Page 51 of Wished

He’s asking more than he’s willing to say. But I hear his meaning anyway.

“Yes, please.”

He smiles.

I take his hand.

16

We beginat Paris Point Zero. It’s a small circle with eight triangular points set into an octagon set in paving stones. Max tells me it’s from here that all distances in Paris are measured. Paris Point Zero is hidden under a massive line of people waiting to enter Notre-Dame, and most of them trod over the stones without looking down.

Max claims that if we’re going to get lost, then we might as well start at the heart, in the center, at the very middle of the maze.

“Do your worst,” he says, giving my hand a squeeze.

I grin at him as a stiff spring breeze tugs at my dress and whistles around the stone walls and spires. The cobblestone area in front of Notre-Dame is crowded, and even though I’m standing close to Max, holding his hand, I still feel jostled and jarred.

I spin in a circle and Max shifts with me. I keep turning until all the stone and spires and gargoyles and sky have blended together in a dizzying swirl. Then I stop and thrust my finger, pointing away from Notre-Dame, along the lazily flowing Seine, down the Parvis de Notre Dame.

“That way,” I say, wobbling on my feet.

Max tugs me close. “Not back to Notre-Dame to see the Crown of Thorns or catch Quasimodo at the top of the tower?”

I shake my head. “If I go that way, I won’t be lost, will I? And what’s the fun in that? If you already know what you’ll find, then there really isn’t any point in going.”

Max studies me, and even though there are about a hundred zillion people whirling around us, jockeying for pictures or jostling in line or cutting across the cobblestones, he makes me feel as if we’re all alone.

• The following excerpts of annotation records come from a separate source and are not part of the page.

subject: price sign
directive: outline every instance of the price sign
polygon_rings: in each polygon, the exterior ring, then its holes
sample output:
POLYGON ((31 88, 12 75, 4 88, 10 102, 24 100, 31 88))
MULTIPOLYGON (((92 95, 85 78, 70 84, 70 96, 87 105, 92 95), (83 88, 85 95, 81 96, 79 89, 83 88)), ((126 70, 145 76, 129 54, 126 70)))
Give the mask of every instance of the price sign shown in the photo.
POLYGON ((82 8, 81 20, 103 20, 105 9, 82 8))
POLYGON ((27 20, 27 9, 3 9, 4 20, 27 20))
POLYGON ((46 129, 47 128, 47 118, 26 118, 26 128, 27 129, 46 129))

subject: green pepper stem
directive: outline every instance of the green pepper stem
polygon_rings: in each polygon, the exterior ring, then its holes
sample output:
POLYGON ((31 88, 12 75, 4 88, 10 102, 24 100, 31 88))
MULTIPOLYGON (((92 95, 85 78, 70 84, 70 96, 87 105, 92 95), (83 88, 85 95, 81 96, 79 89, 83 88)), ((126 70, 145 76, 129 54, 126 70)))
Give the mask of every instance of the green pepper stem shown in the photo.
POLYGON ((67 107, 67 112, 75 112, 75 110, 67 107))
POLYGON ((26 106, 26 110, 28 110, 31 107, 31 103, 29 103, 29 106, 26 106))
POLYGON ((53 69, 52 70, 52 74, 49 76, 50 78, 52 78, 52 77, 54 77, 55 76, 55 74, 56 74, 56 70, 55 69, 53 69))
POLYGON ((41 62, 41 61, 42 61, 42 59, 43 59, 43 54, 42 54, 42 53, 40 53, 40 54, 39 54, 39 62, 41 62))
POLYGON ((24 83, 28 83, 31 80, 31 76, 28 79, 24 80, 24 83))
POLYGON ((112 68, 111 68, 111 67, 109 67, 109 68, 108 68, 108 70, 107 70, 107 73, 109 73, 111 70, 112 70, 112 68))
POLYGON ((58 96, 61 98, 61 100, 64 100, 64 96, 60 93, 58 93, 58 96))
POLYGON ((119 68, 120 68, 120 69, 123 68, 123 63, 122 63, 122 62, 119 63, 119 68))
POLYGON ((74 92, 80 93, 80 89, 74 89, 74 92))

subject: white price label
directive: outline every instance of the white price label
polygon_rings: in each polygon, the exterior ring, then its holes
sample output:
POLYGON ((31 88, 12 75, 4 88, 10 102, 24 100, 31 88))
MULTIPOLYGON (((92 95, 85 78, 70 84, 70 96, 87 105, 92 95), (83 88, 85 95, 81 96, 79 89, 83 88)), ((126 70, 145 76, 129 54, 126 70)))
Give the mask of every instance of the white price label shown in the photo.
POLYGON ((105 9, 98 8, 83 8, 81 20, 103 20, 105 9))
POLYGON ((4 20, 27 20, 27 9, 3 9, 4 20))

“I don’t know,” he finally says. “I have to admit, I prefer familiarity and comfort. I like going to destinations where I know exactly what to expect. I like people who are constant and true. In my experience the unexpected never brings anything good.”

A car horn cuts across the noise, and Max’s eyes flicker as he looks toward the stone bridge straddling the Seine.

It’s interesting. I thought I knew Max. I thought I knew his habits, his personality, his likes and dislikes. But every minute with him, something new unfolds. I wonder how much we’ll discover about each other, spending the day together.

How much can you learn about someone in a day? And at what point do you stop looking and decide you know everything there is to know? That belief is never true. You can’t ever knoweverything. But at some point people become comfortable with each other and stop looking for the unexpected and only see the expected.

Right now, though, everything is unexpected.

Even the way Max rubs the back of his neck and wrinkles his brow at the truck honking again then rumbling down the street, back toward the flower market.

When he turns back to me, he gives a small smile and absently runs his thumb over the back of my hand.

“I think,” I tell him, enjoying the way his thumb kisses my skin as gently as a spring breeze, “I’m going to give you a gift.”

“Really?” His thumb stills, and I lean closer.

“Yes. Today you gave me Paris. In return I’m going to give you the joy of surprises. I’m going to help you delight in the unexpected. That way, from now on, you can have at least one time in your life that the unexpected brought you something good.”

He smiles at that, his eyes crinkling at their corners. “Lead on.”

Above pigeons flutter against the clear blue sky, their wings beating like an elated heart, echoing across the stone. I grin and pull Max with me, clasping his hand.

After we cross the street I tug Max toward an elegant sandstone building called the Hôtel Dieu. Inside the courtyard there’s a beautiful Italianate garden with a maze of shrubs and blooming flowers set against stone archways, long stone sunlit galleries, and twisting stairways.

The courtyard is quiet, a contrast to the crowds and noise outside Notre-Dame. A fat bumblebee buzzes past, landing on a deep red geranium. The garden smells like soil and wet mulch and spring blooms.

“I like how they called this the Hotel of God,” I say, taking in the stairs curving around us as if they’re leading up to the heavens.

“It was quite common to call Catholic charity hospitals God’s hostel,” Max says with a wry smile.